Violence / Aggression
Patricia J. Long, Ph.D. (she/her/hers)
Professor
University of New England
Biddeford, Maine
Benjamin W. Katz, M.S. (they/them/theirs)
Graduate Student
University of Wisconsin-Milwaukee
Shorewood, Wisconsin
Sexual victimization is a significant problem linked to adjustment problems, and a number of factors mediate this relationship (Polusny & Follette, 1995). Experiential avoidance (EA; defined as the use of rigid cognitive, affective, and behavioral patterns to avoid negative internal events that elicit distress; Hayes et al., 1996) is one such mediator (Katz & Long, 2022; Gratz et al., 2007). Sexual victimization related (SVR) thought accessibility (i.e., how easily and quickly individuals can access thoughts related to victimization), may also help us to understand differences in the functioning of those with and without such victimization experiences. It is possible that SVR thought accessibility impacts adjustment through an impact on EA as well. This project tested a model in which the relationship between the experience of childhood sexual abuse or adult rape would predict adult distress through the effects of both SVR thought accessibility and EA.
Participants were 438 college women recruited from a psychology department research participant pool. Participants completed anonymous web-based questionnaires including the Life Experiences Questionnaire (childhood sexual abuse), Sexual Experiences Survey - Victimization Version Revised (rape), Multidimensional Experiential Avoidance Questionnaire (EA), and Brief Symptom Inventory (distress). A Word Completion Task (Schimel, Hayes, Williams, & Jahrig, 2007) was also administered which included 17 word fragments, 5 of which could be completed with SVR words (incest, abuse, fondle, molest, rape) or non-SVR (neutral) words (e.g., “M O _ E S T” could be completed with molest or modest). The proportion of SVR words identified as compared to the total words identified served as the index of SVR thought accessibility.
The effect of the predictor variable (sexual victimization history) on the criterion variable (distress) was examined through two proposed sequential mediators: SVR thought accessibility and EA. Analyses were conducted using Model 6 in PROCESS Version 4.2 (Hayes, 2022) with bootstrapping with 5000 iterations and a 95% confidence interval.

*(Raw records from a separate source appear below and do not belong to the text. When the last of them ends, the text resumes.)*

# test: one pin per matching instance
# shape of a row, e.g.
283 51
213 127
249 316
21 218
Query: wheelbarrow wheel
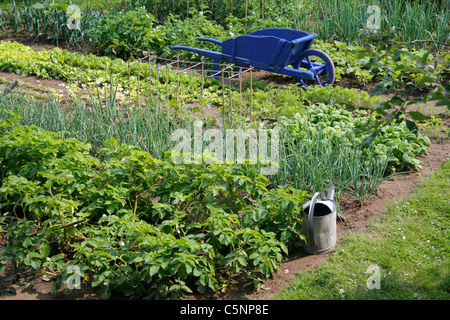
320 64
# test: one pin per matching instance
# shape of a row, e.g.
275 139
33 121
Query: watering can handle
330 195
311 215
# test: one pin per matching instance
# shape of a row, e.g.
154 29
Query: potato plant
134 224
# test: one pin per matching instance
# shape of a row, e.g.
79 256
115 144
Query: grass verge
405 254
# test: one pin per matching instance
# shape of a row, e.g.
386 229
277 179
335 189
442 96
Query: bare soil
354 218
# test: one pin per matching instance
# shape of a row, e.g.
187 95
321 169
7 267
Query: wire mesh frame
226 74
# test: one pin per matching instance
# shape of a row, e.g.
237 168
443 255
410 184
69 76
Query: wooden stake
129 83
139 80
240 91
262 8
150 78
251 93
246 8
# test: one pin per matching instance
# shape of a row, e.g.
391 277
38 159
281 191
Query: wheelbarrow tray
267 49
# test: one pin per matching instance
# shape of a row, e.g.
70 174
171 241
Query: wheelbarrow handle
210 40
311 213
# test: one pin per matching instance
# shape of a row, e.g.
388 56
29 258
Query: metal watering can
319 223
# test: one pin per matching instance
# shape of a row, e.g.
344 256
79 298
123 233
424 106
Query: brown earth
354 218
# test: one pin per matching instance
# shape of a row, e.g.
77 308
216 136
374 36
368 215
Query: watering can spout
331 193
319 223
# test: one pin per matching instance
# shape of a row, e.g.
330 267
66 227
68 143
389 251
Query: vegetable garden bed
88 190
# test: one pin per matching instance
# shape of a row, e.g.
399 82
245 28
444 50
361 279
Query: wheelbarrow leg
324 72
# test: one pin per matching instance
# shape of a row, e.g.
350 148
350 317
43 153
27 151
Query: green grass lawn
407 249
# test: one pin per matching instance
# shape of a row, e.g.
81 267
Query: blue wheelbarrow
277 50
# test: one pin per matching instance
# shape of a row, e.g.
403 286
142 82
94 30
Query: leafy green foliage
395 142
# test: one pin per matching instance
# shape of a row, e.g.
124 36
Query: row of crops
88 186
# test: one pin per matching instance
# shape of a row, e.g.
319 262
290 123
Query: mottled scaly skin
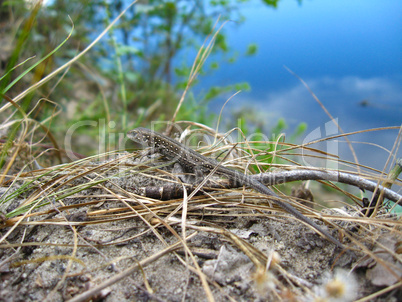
191 160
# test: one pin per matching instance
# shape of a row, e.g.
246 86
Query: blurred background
347 52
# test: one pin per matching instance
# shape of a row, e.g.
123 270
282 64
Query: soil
246 253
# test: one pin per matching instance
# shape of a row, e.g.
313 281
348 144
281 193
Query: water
349 54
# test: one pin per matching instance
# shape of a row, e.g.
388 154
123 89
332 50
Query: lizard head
142 136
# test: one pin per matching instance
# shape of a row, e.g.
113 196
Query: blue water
348 52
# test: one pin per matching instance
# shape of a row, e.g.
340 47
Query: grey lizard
191 161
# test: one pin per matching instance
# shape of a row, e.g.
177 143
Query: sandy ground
243 253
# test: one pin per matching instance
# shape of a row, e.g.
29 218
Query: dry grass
100 195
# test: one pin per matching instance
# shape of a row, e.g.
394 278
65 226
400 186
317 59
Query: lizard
191 160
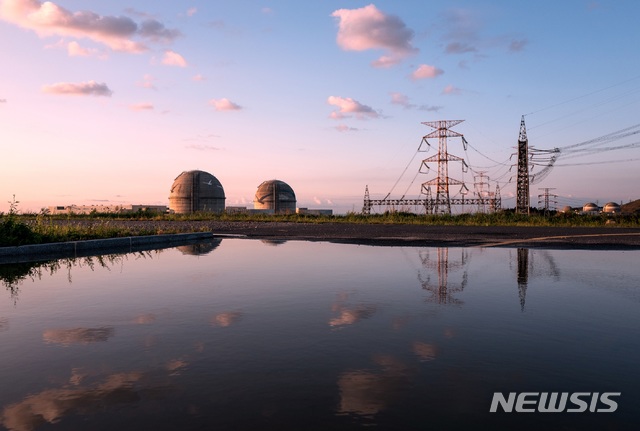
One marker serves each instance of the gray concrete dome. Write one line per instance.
(275, 195)
(194, 191)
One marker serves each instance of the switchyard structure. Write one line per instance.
(522, 183)
(442, 202)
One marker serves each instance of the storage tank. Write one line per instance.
(194, 191)
(275, 195)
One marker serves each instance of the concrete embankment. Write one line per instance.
(37, 252)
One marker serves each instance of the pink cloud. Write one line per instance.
(47, 19)
(425, 71)
(141, 107)
(344, 128)
(172, 58)
(224, 105)
(450, 89)
(369, 28)
(89, 88)
(147, 82)
(347, 106)
(75, 50)
(403, 100)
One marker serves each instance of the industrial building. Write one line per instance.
(105, 209)
(277, 196)
(194, 191)
(611, 208)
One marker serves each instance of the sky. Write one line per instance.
(108, 102)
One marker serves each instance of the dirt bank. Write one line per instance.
(403, 234)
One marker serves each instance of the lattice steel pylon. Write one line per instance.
(442, 204)
(522, 184)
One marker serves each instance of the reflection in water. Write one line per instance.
(12, 275)
(243, 345)
(67, 337)
(145, 319)
(367, 393)
(426, 352)
(273, 242)
(52, 405)
(200, 249)
(442, 292)
(348, 315)
(226, 319)
(528, 268)
(523, 275)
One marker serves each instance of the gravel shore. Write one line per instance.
(611, 238)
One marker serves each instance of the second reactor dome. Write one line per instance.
(275, 195)
(194, 191)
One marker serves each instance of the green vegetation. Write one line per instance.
(20, 229)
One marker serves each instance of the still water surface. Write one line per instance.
(252, 335)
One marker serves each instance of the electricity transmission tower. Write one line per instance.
(546, 199)
(522, 184)
(442, 204)
(479, 186)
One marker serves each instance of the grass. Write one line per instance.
(21, 229)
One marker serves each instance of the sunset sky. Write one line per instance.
(108, 102)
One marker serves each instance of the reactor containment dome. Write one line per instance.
(277, 196)
(194, 191)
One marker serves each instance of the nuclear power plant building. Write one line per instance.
(194, 191)
(277, 196)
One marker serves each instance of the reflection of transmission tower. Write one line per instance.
(442, 131)
(523, 275)
(479, 186)
(522, 185)
(442, 292)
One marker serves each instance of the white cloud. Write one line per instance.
(425, 71)
(75, 50)
(518, 45)
(403, 100)
(172, 58)
(117, 32)
(147, 82)
(89, 88)
(347, 106)
(344, 128)
(141, 107)
(369, 28)
(224, 105)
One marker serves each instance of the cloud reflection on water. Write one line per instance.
(67, 337)
(227, 318)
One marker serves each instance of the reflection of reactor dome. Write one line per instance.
(196, 191)
(611, 208)
(275, 195)
(201, 248)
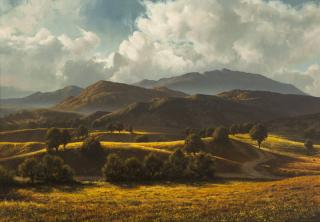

Results of PROCESS revealed a significant direct effect of sexual victimization on distress alone (path a: β = 0.51, CI95 [0.17, 0.45]) and with both mediators in the model (path a’: β = 0.45, CI95 [0.15, 0.40]), indicating partial mediation. A significant indirect (mediational) path in which sexual victimization was predictive of greater distress through the effect of SVR thought accessibility was identified (partially standardized indirect effect = 0.05, CI95 [0.007, 0.09]). Experiential avoidance directly predicted distress (path c: β = 0.49, CI95 [0.47, 0.66]) (with no mediational role). Research and treatment implications will be discussed.